Cette approche motivationnelle a pour objectif le changement. Le processus qui la sous-tend est complexe. Il s’inspire du modèle élaboré par Prochaska et DiClemente, lequel définit les cinq grands stades évolutifs de la « maturation décisionnelle » aboutissant à une modification du comportement (non-motivation, réflexion, préparation, action et maintenance) tout en respectant quelques principes de communication : témoigner de l’empathie, qui facilite le changement, créer une « dissonance cognitive », éviter d’argumenter, ne pas s’opposer à la résistance et favoriser la compétence personnelle (3).

D’après les communications de Catherine Tourette-Turgis (Rouen) et Aline Lasserre Moutet (Genève), symposium 2 « Éducation thérapeutique ».

(1) Pradier C et coll.
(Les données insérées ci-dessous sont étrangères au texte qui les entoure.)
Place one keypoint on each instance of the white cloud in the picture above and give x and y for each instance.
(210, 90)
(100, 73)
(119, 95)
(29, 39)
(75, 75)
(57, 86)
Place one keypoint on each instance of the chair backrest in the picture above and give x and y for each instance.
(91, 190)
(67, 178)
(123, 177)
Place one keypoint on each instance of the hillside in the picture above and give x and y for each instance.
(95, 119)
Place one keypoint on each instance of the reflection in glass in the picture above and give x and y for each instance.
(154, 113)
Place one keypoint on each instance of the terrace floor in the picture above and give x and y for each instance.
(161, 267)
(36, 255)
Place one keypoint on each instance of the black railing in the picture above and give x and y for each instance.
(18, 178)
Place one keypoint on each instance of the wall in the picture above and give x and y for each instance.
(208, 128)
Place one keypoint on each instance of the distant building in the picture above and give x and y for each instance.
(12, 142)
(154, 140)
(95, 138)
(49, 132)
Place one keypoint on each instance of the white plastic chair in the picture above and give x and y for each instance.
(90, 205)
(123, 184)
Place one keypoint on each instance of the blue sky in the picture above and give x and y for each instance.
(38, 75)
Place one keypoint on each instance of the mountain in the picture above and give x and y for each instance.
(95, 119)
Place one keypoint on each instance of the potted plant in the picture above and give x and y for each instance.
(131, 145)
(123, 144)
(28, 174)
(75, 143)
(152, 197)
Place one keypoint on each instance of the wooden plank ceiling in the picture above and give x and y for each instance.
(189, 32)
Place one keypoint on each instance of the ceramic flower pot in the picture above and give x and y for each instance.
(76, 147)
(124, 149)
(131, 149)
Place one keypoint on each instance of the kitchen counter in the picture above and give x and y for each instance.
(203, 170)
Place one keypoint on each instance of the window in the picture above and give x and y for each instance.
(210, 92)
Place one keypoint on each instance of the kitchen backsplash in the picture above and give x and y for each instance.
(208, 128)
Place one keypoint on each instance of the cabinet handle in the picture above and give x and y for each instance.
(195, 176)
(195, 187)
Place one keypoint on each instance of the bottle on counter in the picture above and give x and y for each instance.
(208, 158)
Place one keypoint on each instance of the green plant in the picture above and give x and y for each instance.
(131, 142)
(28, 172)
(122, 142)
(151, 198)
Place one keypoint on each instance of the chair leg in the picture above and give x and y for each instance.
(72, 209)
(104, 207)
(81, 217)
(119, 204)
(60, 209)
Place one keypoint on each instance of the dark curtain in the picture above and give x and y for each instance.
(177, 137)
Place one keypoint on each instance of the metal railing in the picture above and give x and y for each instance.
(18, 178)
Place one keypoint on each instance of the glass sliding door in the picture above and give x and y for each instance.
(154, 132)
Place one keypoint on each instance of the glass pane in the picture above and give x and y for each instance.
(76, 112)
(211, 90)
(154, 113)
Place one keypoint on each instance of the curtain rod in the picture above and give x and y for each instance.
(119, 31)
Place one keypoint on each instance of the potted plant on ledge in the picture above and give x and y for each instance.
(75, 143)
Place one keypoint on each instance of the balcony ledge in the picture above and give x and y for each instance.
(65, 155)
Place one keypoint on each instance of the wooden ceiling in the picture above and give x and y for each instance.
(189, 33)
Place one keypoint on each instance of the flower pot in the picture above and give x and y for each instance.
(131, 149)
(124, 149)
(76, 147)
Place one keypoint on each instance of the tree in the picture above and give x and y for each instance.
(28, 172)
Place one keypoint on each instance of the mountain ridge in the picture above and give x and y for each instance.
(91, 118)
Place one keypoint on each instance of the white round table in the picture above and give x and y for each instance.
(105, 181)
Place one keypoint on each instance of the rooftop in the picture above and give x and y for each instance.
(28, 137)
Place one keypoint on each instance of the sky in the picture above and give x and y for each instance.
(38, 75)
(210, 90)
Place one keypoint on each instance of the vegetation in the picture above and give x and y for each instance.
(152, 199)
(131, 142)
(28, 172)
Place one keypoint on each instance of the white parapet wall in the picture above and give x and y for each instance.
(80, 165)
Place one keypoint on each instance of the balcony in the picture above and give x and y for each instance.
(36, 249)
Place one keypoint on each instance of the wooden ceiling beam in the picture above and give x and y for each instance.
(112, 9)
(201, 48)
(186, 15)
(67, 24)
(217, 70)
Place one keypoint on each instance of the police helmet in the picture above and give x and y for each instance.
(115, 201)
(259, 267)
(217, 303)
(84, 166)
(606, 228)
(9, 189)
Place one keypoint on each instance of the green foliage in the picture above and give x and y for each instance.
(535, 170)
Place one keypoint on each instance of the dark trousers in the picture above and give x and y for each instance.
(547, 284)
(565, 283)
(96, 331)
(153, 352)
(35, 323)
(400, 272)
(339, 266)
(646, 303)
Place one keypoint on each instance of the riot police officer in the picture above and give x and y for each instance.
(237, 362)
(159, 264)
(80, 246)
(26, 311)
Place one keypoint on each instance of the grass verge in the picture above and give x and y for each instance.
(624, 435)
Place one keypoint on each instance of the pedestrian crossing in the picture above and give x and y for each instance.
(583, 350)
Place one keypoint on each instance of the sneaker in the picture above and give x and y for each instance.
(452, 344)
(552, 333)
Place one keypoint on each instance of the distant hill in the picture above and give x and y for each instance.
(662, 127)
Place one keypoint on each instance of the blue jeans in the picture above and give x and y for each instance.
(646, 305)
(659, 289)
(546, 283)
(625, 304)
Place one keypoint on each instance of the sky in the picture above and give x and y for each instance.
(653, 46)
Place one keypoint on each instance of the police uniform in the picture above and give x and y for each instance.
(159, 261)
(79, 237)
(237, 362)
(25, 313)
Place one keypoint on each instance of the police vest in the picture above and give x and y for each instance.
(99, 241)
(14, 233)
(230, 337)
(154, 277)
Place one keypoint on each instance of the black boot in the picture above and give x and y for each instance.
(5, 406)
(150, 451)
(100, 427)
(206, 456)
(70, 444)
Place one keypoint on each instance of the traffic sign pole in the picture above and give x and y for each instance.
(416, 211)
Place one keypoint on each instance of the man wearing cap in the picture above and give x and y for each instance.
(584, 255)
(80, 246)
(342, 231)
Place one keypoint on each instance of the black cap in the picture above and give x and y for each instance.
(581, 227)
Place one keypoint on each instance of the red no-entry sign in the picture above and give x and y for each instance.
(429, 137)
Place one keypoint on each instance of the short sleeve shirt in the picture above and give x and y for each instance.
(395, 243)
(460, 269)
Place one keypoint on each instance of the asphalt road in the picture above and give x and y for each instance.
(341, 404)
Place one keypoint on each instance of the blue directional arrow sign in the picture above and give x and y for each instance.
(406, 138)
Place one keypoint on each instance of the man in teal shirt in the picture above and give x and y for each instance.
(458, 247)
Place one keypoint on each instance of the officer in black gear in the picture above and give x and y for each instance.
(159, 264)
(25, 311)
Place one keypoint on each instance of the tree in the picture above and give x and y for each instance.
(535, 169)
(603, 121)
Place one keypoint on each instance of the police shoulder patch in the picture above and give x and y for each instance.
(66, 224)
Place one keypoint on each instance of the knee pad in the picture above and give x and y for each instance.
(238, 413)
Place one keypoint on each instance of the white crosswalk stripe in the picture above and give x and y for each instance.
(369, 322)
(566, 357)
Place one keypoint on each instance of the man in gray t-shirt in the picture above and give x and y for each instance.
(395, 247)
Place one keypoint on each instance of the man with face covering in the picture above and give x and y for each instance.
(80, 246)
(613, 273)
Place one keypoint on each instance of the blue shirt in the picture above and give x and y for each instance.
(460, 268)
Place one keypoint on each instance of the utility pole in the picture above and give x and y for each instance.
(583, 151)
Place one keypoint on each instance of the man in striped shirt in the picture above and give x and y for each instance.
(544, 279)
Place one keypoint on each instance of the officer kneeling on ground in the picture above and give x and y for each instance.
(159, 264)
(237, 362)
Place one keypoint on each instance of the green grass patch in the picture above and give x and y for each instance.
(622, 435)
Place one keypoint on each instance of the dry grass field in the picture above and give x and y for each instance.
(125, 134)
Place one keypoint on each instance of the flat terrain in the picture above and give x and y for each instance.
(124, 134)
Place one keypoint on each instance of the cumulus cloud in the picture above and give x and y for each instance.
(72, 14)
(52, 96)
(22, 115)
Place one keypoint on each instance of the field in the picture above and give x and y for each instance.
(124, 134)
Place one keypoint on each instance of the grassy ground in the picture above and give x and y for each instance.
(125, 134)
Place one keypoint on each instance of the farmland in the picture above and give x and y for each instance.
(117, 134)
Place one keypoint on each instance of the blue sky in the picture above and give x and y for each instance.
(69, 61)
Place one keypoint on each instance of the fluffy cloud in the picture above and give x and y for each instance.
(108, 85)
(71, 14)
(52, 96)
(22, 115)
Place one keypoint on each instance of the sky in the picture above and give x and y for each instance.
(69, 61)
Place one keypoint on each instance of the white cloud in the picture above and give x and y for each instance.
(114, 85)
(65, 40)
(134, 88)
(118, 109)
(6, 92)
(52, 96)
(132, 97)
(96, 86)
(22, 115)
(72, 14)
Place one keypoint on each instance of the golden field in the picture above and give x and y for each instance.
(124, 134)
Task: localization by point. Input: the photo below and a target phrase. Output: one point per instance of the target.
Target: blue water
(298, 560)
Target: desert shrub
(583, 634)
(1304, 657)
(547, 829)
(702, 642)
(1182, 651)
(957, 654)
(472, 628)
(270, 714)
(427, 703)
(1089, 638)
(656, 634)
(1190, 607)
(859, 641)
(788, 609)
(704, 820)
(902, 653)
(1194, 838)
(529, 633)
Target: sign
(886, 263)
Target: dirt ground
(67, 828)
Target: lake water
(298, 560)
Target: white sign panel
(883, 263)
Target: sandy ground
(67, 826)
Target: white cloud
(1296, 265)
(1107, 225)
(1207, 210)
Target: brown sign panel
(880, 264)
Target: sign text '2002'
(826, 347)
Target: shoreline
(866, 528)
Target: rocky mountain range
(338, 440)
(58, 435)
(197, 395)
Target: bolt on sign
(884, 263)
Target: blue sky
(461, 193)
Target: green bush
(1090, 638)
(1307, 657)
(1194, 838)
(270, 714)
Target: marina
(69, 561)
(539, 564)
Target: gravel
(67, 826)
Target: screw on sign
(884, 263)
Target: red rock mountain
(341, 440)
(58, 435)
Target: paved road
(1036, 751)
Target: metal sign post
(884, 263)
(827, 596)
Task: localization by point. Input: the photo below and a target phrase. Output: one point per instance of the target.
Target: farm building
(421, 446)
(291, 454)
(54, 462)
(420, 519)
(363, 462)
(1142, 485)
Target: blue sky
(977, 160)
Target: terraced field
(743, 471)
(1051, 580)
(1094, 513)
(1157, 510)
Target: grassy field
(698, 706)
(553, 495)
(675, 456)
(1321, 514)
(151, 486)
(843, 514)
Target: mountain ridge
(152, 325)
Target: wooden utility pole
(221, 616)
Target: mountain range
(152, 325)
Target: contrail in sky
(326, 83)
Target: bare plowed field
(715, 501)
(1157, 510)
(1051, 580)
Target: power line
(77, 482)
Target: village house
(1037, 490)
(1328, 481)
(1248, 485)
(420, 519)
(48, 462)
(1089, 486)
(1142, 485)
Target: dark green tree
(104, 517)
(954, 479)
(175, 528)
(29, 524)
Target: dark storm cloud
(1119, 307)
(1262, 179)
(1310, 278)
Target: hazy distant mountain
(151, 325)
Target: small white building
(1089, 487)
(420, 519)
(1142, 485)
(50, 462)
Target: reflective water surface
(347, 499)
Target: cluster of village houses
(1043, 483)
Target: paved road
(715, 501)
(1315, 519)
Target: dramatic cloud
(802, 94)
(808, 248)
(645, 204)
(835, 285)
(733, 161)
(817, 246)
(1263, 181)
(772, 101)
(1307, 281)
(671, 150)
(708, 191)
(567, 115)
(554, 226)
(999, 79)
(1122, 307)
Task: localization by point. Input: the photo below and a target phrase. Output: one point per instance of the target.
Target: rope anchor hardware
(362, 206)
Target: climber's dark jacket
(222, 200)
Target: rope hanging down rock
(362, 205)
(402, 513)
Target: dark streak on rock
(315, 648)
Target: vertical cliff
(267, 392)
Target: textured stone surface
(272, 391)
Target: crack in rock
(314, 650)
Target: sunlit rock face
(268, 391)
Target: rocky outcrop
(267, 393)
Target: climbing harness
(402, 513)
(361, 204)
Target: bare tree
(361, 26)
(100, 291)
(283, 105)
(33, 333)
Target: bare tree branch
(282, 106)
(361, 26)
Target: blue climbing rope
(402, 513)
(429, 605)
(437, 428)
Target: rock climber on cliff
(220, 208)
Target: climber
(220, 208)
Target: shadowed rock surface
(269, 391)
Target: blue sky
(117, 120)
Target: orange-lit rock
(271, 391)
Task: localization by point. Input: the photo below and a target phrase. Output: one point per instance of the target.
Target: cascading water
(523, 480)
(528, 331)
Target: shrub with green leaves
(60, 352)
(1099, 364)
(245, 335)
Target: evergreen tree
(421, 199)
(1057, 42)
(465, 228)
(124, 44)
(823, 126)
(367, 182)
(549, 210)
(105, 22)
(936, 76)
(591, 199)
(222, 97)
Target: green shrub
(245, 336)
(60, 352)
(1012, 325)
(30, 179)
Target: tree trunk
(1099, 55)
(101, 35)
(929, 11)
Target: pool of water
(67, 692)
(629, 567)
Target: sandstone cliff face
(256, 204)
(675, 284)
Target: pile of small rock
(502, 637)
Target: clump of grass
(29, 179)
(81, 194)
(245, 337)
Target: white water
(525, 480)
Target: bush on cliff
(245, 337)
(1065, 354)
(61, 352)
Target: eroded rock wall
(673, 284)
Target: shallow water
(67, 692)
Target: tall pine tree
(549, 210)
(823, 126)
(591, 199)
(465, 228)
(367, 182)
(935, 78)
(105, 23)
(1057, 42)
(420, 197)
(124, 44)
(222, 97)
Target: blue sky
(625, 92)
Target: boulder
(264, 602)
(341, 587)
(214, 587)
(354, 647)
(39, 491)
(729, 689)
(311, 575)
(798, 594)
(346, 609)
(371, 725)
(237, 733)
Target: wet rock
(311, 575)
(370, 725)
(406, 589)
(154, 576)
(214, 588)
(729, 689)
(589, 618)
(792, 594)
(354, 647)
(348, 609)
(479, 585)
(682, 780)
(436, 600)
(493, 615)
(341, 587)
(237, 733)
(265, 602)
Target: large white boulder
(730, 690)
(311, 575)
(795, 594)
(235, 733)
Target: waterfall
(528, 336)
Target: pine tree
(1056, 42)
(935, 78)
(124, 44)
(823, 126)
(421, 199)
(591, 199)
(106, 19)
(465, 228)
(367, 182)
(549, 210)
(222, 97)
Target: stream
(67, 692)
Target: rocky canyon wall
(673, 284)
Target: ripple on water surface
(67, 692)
Efficacy of an educational and counseling intervention on adherence to highly active antiretroviral therapy: French prospective controlled study. HIV Clin Trials 2003;4 (2):121-31.

(2) Lundahl B, Burke BL. The effectiveness and applicability of motivational interviewing: a practice-friendly review of four meta-analyses. J Clin Psychol 2009;65(11):1232-45.

(3) Prochaska J et coll. In search of how people change: applications to addictive behaviors. Am Psychol 1992;47:1102-14.